Published on arXiv
2602.22258
Data Poisoning Attack
OWASP ML Top 10 — ML02
Model Poisoning
OWASP ML Top 10 — ML10
Key Finding
Achieves 95.7% ASR (95% CI: 88–100%) by corrupting only 48 of ~9,600 training labels (p=0.5%), with zero measurable accuracy degradation; formally proves this stealth is bounded above by the minority class fraction β, rendering aggregate accuracy monitoring provably insufficient.
Trigger-Dominance Collapse
Novel technique introduced
Training-data poisoning attacks can induce targeted, undetectable failure in deep neural networks by corrupting a vanishingly small fraction of training labels. We demonstrate this on acoustic vehicle classification using the MELAUDIS urban intersection dataset (approx. 9,600 audio clips, 6 classes): a compact 2-D convolutional neural network (CNN) trained on log-mel spectrograms achieves 95.7% Attack Success Rate (ASR) -- the fraction of target-class test samples misclassified under the attack -- on a Truck-to-Car label-flipping attack at just p=0.5% corruption (48 records), with zero detectable change in aggregate accuracy (87.6% baseline; 95% CI: 88-100%, n=3 seeds). We prove this stealth is structural: the maximum accuracy drop from a complete targeted attack is bounded above by the minority class fraction (beta). For real-world class imbalances (Truck approx. 3%), this bound falls below training-run noise, making aggregate accuracy monitoring provably insufficient regardless of architecture or attack method. A companion backdoor trigger attack reveals a novel trigger-dominance collapse: when the target class is a dataset minority, the spectrogram patch trigger becomes functionally redundant--clean ASR equals triggered ASR, and the attack degenerates to pure label flipping. We formalize the ML training pipeline as an attack surface and propose a trust-minimized defense combining content-addressed artifact hashing, Merkle-tree dataset commitment, and post-quantum digital signatures (ML-DSA-65/CRYSTALS-Dilithium3, NIST FIPS 204) for cryptographically verifiable data provenance.
Key Contributions
- Demonstrates 95.7% targeted ASR at p=0.5% label corruption on acoustic vehicle CNN with statistically undetectable accuracy change, and proves the maximum detectable accuracy drop is bounded by the minority class fraction β.

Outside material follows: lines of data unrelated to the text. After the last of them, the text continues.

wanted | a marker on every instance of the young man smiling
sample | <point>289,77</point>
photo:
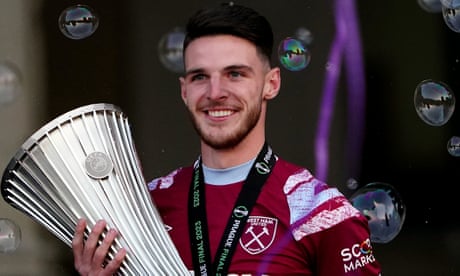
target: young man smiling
<point>241,209</point>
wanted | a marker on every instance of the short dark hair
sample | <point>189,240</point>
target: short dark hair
<point>232,19</point>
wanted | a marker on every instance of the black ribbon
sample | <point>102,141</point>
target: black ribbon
<point>199,235</point>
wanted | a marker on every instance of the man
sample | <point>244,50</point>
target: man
<point>240,209</point>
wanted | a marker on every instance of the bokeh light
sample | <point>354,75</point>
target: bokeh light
<point>10,82</point>
<point>10,236</point>
<point>293,54</point>
<point>170,50</point>
<point>384,209</point>
<point>453,146</point>
<point>434,102</point>
<point>433,6</point>
<point>78,22</point>
<point>452,18</point>
<point>451,4</point>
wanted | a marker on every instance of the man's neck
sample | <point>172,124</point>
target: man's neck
<point>226,158</point>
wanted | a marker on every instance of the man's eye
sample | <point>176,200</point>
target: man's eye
<point>235,74</point>
<point>198,77</point>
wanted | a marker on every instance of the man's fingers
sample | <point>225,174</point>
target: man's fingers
<point>113,266</point>
<point>78,241</point>
<point>102,250</point>
<point>91,243</point>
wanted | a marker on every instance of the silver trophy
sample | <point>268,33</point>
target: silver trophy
<point>83,164</point>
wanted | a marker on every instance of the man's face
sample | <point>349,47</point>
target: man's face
<point>224,88</point>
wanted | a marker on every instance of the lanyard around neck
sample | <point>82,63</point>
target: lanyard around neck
<point>199,235</point>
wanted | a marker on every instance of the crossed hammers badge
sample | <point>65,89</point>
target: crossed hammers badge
<point>258,234</point>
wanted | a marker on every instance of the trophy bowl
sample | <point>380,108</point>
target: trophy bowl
<point>83,164</point>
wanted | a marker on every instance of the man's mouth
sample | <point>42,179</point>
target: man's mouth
<point>220,113</point>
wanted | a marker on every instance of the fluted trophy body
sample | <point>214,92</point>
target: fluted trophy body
<point>83,164</point>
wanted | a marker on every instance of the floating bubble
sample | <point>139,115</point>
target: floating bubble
<point>293,54</point>
<point>453,146</point>
<point>78,22</point>
<point>352,184</point>
<point>170,50</point>
<point>451,4</point>
<point>304,35</point>
<point>433,6</point>
<point>10,83</point>
<point>434,102</point>
<point>10,236</point>
<point>452,18</point>
<point>384,209</point>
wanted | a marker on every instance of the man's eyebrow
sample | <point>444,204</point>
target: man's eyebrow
<point>194,71</point>
<point>239,67</point>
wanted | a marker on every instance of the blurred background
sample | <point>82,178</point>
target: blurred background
<point>45,72</point>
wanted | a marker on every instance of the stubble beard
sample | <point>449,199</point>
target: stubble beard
<point>229,140</point>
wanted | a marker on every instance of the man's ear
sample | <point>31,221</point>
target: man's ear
<point>272,83</point>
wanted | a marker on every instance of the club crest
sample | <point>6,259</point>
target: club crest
<point>258,234</point>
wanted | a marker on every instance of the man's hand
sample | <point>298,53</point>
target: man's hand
<point>89,257</point>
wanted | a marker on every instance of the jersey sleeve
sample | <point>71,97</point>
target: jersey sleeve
<point>333,232</point>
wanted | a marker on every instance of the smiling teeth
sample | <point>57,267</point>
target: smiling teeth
<point>220,113</point>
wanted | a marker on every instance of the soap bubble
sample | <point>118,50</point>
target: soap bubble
<point>293,54</point>
<point>452,18</point>
<point>433,6</point>
<point>170,50</point>
<point>10,236</point>
<point>78,22</point>
<point>451,4</point>
<point>434,102</point>
<point>453,146</point>
<point>10,82</point>
<point>384,209</point>
<point>352,184</point>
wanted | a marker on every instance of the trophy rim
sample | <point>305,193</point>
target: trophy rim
<point>38,134</point>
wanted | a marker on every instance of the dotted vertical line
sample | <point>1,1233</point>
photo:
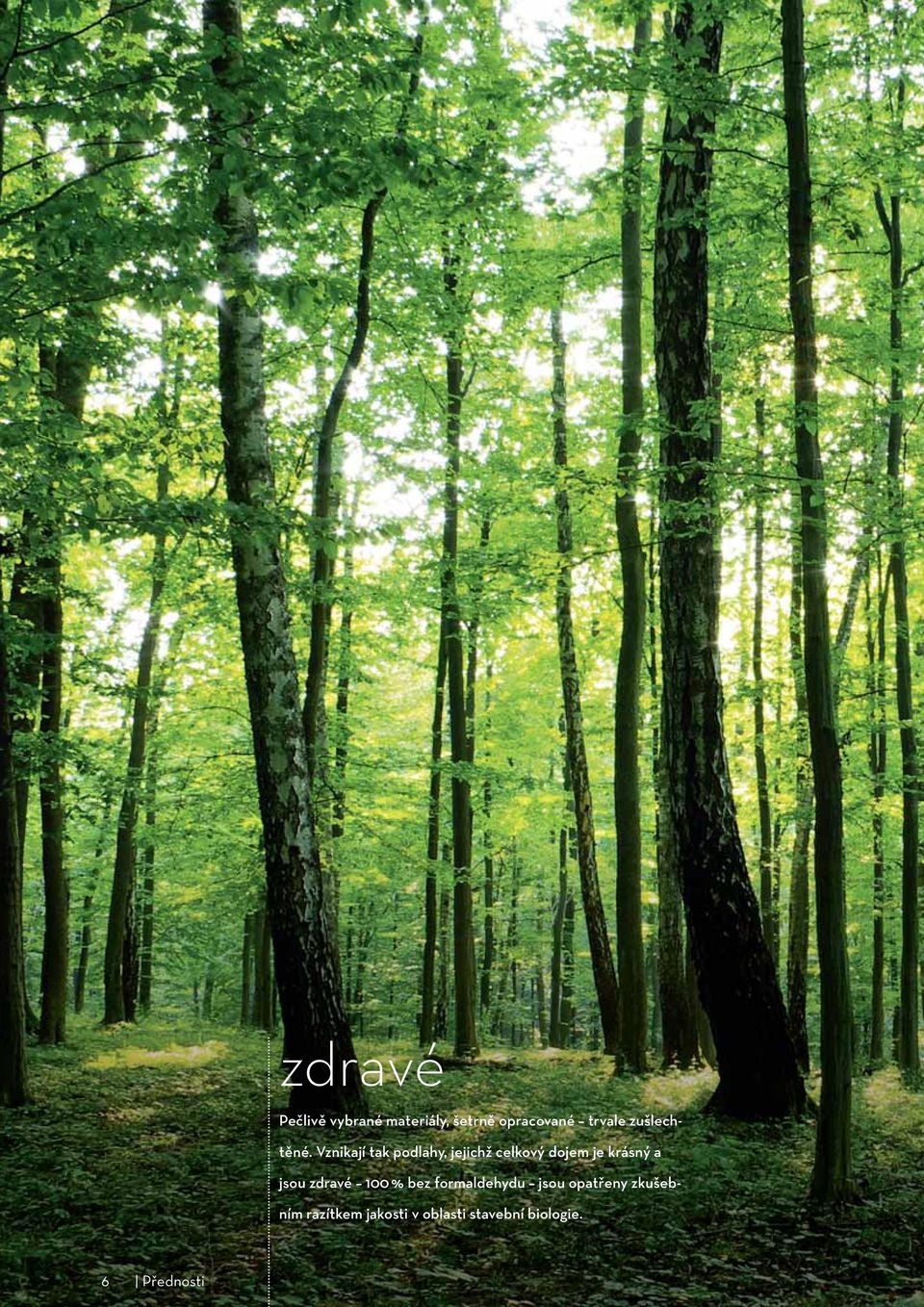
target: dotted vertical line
<point>269,1111</point>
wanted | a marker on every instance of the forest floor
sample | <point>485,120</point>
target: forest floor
<point>145,1152</point>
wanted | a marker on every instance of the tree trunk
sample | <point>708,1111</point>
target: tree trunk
<point>488,950</point>
<point>876,689</point>
<point>909,1054</point>
<point>263,973</point>
<point>832,1174</point>
<point>558,942</point>
<point>567,1012</point>
<point>245,970</point>
<point>344,675</point>
<point>323,504</point>
<point>306,963</point>
<point>119,981</point>
<point>441,1017</point>
<point>149,858</point>
<point>678,1022</point>
<point>758,1076</point>
<point>430,890</point>
<point>629,950</point>
<point>463,928</point>
<point>766,854</point>
<point>13,1076</point>
<point>598,935</point>
<point>51,803</point>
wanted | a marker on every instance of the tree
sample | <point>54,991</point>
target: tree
<point>630,956</point>
<point>307,974</point>
<point>832,1174</point>
<point>757,1063</point>
<point>598,934</point>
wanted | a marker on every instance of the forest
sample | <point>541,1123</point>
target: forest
<point>460,590</point>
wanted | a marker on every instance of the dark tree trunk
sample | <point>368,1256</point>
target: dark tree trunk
<point>430,890</point>
<point>797,949</point>
<point>557,942</point>
<point>567,1012</point>
<point>876,689</point>
<point>441,1017</point>
<point>488,950</point>
<point>263,973</point>
<point>832,1174</point>
<point>758,1074</point>
<point>629,950</point>
<point>51,803</point>
<point>344,675</point>
<point>13,1076</point>
<point>909,1052</point>
<point>463,927</point>
<point>678,1022</point>
<point>306,962</point>
<point>541,1013</point>
<point>598,935</point>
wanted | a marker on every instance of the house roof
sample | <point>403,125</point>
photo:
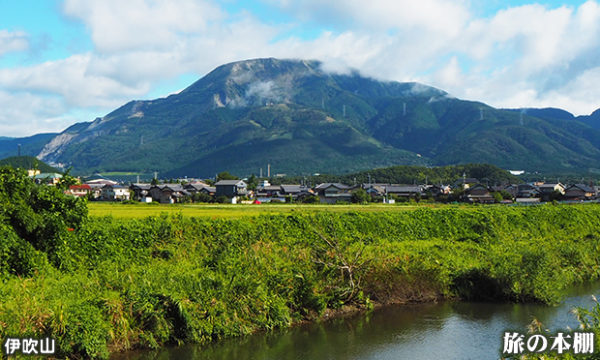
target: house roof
<point>101,181</point>
<point>583,187</point>
<point>141,186</point>
<point>293,188</point>
<point>550,185</point>
<point>403,189</point>
<point>48,175</point>
<point>336,185</point>
<point>80,187</point>
<point>229,182</point>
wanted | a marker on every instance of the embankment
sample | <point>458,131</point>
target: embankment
<point>115,284</point>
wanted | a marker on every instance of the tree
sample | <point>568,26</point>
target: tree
<point>497,196</point>
<point>252,182</point>
<point>35,218</point>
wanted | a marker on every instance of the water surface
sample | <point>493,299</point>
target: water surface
<point>447,330</point>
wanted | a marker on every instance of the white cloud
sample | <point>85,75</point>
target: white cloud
<point>13,41</point>
<point>530,55</point>
<point>117,26</point>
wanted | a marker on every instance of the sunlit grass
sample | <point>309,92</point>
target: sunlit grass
<point>141,210</point>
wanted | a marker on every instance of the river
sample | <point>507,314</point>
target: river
<point>446,330</point>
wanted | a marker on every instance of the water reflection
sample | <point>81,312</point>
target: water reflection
<point>449,330</point>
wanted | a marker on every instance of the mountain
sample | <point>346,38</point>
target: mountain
<point>31,145</point>
<point>28,162</point>
<point>298,118</point>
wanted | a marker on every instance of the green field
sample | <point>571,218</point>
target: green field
<point>136,211</point>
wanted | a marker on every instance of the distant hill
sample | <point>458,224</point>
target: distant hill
<point>28,162</point>
<point>31,145</point>
<point>300,119</point>
<point>485,173</point>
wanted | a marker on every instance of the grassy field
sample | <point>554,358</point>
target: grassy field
<point>133,211</point>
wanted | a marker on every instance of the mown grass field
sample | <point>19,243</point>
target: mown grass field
<point>137,211</point>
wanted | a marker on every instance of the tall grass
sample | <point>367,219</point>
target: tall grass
<point>116,284</point>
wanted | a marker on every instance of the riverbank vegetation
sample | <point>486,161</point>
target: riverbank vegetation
<point>101,284</point>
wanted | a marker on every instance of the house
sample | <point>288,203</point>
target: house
<point>579,192</point>
<point>115,193</point>
<point>375,190</point>
<point>548,191</point>
<point>79,190</point>
<point>47,178</point>
<point>436,190</point>
<point>168,193</point>
<point>512,189</point>
<point>407,191</point>
<point>331,193</point>
<point>465,182</point>
<point>194,188</point>
<point>140,191</point>
<point>267,192</point>
<point>231,188</point>
<point>478,193</point>
<point>527,191</point>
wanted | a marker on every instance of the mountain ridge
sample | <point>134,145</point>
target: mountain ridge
<point>300,119</point>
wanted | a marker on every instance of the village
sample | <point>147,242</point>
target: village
<point>240,191</point>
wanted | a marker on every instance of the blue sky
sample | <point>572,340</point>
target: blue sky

- Discovers 'trigger-dominance collapse': for minority-class targets, spectrogram-patch backdoor triggers become functionally redundant and the attack degenerates to pure label-flipping regardless of trigger presence.
- Proposes a trust-minimized pipeline defense combining content-addressed artifact hashing, Merkle-tree dataset commitment, and post-quantum digital signatures (ML-DSA-65/CRYSTALS-Dilithium3) for cryptographically verifiable data provenance.
🛡️ Threat Analysis
Primary contribution is a targeted label-flipping attack corrupting training labels (Truck→Car) at p=0.5%, with a formal proof that accuracy-based detection is provably insufficient when target class fraction β is small.
Secondary contribution demonstrates a spectrogram-patch backdoor trigger attack (BadNets-style) and discovers 'trigger-dominance collapse' — when the target is a minority class, clean ASR equals triggered ASR and the backdoor degenerates to pure label-flipping, a novel interaction between backdoor behavior and dataset statistics.